PVTree: Realistic and Controllable Palm Vein Generation for Recognition Tasks
Sheng Shang, Chenglong Zhao, Ruixin Zhang, Jianlong Jin, Jingyun Zhang, Rizen Guo, Shouhong Ding, Yunsheng Wu, Yang Zhao, Wei Jia
TL;DR
PVTree introduces a two-stage palm vein generation framework that builds a 3D palm vascular tree via an improved Constrained Constructive Optimization and renders 2D vein patterns from multiple viewpoints. It enhances intra-class variation through a multi-view projection, depth-aware vein modulation, and an image-to-image translation step (PCE-Palm) to produce realistic vein images. Experimental results show PVTree-generated data can outperform real data for recognition under open-set conditions when identities are sufficiently large, and mixing synthetic with real data yields further gains.

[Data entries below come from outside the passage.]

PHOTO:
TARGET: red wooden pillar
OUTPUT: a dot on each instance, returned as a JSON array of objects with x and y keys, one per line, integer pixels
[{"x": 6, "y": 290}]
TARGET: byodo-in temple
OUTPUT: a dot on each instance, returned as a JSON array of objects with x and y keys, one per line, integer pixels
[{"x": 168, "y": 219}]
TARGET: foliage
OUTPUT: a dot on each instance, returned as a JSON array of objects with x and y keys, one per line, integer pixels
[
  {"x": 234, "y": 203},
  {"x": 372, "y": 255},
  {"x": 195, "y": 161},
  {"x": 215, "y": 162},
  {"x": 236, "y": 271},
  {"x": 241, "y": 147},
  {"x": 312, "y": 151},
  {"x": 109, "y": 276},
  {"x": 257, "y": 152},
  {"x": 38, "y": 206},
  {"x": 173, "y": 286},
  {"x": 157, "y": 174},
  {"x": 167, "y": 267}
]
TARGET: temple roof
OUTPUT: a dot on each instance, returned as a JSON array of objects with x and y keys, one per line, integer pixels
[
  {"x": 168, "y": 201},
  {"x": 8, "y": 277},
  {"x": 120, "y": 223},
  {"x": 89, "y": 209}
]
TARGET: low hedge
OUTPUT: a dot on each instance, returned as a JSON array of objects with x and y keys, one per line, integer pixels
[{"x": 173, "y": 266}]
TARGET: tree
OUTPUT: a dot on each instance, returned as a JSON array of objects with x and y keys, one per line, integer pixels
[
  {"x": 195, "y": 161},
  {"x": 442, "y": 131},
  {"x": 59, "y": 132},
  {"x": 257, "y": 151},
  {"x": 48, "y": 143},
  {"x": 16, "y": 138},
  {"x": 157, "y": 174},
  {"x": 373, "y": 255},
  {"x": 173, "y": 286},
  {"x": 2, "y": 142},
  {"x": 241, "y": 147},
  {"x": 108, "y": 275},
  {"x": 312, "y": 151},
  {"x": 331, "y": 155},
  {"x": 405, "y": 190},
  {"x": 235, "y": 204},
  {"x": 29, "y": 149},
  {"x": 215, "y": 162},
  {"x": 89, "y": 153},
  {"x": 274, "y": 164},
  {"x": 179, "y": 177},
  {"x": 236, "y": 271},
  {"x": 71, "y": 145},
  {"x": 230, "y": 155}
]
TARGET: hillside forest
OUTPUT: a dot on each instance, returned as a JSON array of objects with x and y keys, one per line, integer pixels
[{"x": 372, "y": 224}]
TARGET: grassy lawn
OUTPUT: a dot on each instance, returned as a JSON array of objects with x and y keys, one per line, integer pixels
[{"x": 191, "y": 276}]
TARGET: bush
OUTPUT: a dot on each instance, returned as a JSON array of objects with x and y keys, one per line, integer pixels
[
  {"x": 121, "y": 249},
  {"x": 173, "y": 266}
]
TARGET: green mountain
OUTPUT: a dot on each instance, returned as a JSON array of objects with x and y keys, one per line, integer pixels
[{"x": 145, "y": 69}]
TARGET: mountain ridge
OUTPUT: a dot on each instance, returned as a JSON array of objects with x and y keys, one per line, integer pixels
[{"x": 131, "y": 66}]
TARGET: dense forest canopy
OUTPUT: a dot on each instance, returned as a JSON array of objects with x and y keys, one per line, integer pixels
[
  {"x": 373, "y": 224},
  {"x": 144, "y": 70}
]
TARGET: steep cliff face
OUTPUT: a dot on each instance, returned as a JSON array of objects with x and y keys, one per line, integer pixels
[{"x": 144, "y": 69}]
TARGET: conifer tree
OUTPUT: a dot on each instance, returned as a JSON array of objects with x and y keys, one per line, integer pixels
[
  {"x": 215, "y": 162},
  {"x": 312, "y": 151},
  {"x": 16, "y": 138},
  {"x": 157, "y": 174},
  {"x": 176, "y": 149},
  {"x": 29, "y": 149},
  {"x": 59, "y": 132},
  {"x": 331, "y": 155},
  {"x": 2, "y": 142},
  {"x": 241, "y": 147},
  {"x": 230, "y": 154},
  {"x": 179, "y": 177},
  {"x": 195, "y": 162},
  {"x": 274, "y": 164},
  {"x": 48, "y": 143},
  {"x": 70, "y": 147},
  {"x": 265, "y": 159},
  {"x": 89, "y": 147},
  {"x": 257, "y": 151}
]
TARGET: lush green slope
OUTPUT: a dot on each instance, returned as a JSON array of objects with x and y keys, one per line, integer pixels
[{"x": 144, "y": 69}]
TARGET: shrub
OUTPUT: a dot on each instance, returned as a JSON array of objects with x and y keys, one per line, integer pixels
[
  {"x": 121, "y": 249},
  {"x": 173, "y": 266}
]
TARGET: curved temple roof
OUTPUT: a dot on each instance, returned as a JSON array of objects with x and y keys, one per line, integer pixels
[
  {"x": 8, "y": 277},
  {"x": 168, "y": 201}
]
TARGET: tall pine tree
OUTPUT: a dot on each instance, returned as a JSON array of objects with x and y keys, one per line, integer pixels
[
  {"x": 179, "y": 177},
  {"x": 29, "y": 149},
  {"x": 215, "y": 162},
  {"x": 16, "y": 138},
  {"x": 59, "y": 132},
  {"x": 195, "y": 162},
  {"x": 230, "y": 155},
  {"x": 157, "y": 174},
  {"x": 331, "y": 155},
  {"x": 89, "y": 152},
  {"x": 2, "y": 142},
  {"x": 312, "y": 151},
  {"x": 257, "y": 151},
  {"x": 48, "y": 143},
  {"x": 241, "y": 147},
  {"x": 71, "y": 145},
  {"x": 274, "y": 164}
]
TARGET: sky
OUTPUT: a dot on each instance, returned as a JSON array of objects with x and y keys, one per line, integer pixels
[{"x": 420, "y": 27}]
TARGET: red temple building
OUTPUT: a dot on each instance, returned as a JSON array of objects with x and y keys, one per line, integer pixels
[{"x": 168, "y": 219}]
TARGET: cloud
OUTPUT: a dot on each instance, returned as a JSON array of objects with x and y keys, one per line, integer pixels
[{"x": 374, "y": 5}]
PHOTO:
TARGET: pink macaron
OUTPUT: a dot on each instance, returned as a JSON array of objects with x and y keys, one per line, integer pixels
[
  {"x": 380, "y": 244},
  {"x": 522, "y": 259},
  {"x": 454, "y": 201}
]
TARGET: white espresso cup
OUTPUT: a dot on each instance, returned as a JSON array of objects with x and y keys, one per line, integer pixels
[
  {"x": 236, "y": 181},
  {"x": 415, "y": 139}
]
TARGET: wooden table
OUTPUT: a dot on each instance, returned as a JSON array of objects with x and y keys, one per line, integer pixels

By bridging realistic vascular modeling with controllable diversity, PVTree reduces reliance on large real datasets and advances palm vein recognition training with synthetic data.
Abstract
Palm vein recognition is an emerging biometric technology that offers enhanced security and privacy. However, acquiring sufficient palm vein data for training deep learning-based recognition models is challenging due to the high costs of data collection and privacy protection constraints. This has led to a growing interest in generating pseudo-palm vein data using generative models. Existing methods, however, often produce unrealistic palm vein patterns or struggle with controlling identity and style attributes. To address these issues, we propose a novel palm vein generation framework named PVTree. First, the palm vein identity is defined by a complex and authentic 3D palm vascular tree, created using an improved Constrained Constructive Optimization (CCO) algorithm. Second, palm vein patterns of the same identity are generated by projecting the same 3D vascular tree into 2D images from different views and converting them into realistic images using a generative model. As a result, PVTree satisfies the need for both identity consistency and intra-class diversity. Extensive experiments conducted on several publicly available datasets demonstrate that our proposed palm vein generation method surpasses existing methods and achieves a higher TAR@FAR=1e-4 under the 1:1 Open-set protocol. To the best of our knowledge, this is the first time that the performance of a recognition model trained on synthetic palm vein data exceeds that of the recognition model trained on real data, which indicates that palm vein image generation research has a promising future.